I nodded and Smithy continued.
“While you’re gone, I’ll run interference in Hell city. I’ll tell Clytemnestra to spread word that Michael is safe at Casa Diablo and that The Pure Seven are guarding him. I’ll feed her the details of the battle, and say that Lord Michael is planning his next move. This will buy us a few days at least. I’ll ask her to use her contacts to seek knowledge of ways we might be able to return Earth.”
“Earth?” I asked.
“It’s a distraction,” he said excitedly. “We spread word that you’re planning to attack the realm of the living. Our hope is that any spies Asmodeus may have here will pass the misinformation on to him. He would never assent to a perversion of his favorite plaything. Just the threat of an attack on Earth will divert any attention away from Purgatory until you’re able to complete your mission.”

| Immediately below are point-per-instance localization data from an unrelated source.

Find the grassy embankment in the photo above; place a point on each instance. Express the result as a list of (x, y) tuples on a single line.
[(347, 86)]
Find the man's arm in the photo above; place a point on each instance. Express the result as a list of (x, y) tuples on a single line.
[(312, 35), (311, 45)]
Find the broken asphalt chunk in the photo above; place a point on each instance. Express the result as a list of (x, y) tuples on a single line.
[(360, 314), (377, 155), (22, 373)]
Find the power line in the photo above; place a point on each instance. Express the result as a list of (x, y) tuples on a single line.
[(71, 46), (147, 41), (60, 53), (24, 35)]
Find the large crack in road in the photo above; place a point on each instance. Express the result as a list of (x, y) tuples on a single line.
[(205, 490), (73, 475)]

“We do not like using lies as a weapon to pursue truth,” the Pure Seven chorused.
“We’ve been over this already,” Smithy said to them calmly. “This is war. I don’t like it either, but as Mary explained, to achieve an absolute you must move in steps. These are not explicit lies that will create oppression; they are diversions, which will aid in destroying it. You will not have to lie yourselves; you will only have to keep silent.”